Much of the film’s success can also be credited to its cast. At the helm of the film is Ejiofor, a three-time Golden Globe nominee, who gives Solomon immense moral strength and emotional complexity. Lupita Nyong’o, making her American film debut, shines as Patsey, a young slave who suffers alongside Solomon. Michael Fassbender, who plays their sinister owner Edwin Epps, gives a chilling performance and strengthens those of Nyong’o and Ejiofor. With his complete lack of humanity,Fassbender’s Epps builds the audience’s compassion for Solomon and Patsey.

The rest of the supporting cast is packed with famous faces, from Brad Pitt — who also produced the film — to Benedict Cumberbatch and even, briefly, Paul Giamatti.  All give excellent performances, but are outshined by Ejiofor, Nyong’o and Fassbender.
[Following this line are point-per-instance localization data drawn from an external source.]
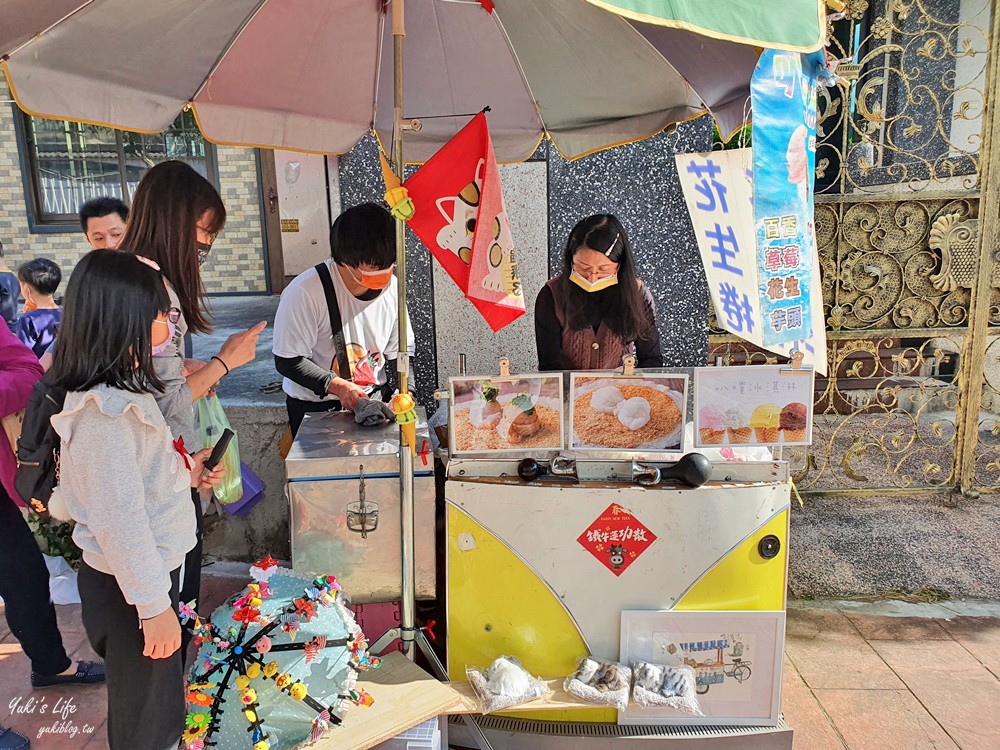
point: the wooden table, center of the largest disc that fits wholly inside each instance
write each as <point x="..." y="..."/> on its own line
<point x="405" y="696"/>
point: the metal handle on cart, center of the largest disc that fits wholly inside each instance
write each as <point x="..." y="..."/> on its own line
<point x="560" y="467"/>
<point x="563" y="466"/>
<point x="362" y="516"/>
<point x="647" y="476"/>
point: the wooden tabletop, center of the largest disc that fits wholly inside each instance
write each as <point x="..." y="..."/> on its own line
<point x="405" y="696"/>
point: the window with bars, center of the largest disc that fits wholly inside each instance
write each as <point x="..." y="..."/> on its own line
<point x="69" y="163"/>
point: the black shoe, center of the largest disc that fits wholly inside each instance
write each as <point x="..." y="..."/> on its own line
<point x="87" y="673"/>
<point x="11" y="740"/>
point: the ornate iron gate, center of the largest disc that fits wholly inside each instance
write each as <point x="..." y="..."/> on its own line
<point x="907" y="187"/>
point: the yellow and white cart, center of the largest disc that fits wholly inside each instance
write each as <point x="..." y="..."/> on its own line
<point x="599" y="564"/>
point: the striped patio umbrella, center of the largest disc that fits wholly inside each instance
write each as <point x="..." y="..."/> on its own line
<point x="317" y="75"/>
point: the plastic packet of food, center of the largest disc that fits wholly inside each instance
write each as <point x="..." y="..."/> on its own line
<point x="661" y="685"/>
<point x="605" y="683"/>
<point x="504" y="684"/>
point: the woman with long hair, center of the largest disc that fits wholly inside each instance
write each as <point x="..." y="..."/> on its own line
<point x="126" y="485"/>
<point x="597" y="311"/>
<point x="176" y="216"/>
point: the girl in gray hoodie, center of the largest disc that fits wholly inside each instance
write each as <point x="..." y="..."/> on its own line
<point x="128" y="488"/>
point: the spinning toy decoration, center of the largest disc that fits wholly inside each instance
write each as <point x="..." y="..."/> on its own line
<point x="276" y="664"/>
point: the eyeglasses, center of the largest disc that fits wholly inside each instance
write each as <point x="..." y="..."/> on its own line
<point x="211" y="235"/>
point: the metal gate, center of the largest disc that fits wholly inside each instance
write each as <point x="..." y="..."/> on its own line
<point x="907" y="193"/>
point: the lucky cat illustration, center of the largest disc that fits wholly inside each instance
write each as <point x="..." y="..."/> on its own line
<point x="456" y="234"/>
<point x="461" y="213"/>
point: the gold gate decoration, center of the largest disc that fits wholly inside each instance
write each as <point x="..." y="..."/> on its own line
<point x="903" y="151"/>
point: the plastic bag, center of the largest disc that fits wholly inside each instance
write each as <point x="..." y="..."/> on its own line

At this moment, a tremendous amount of Oscar buzz surrounds 12 Years a Slave, and nearly all of it is well deserved. In his direction, Steve McQueen opts to document slavery rather than dramatize it. He takes a risk in discomforting audiences, and it is one that pays off. In addition to McQueen’s direction, the cast has no weak link, and its strengths are formidable. The screenplay is solid with moving dialogue. All of these elements combine into just over two hours of film that feel real. And it’s the tangibility of the characters, the surroundings and the pain that makes 12 Years a Slave a must see.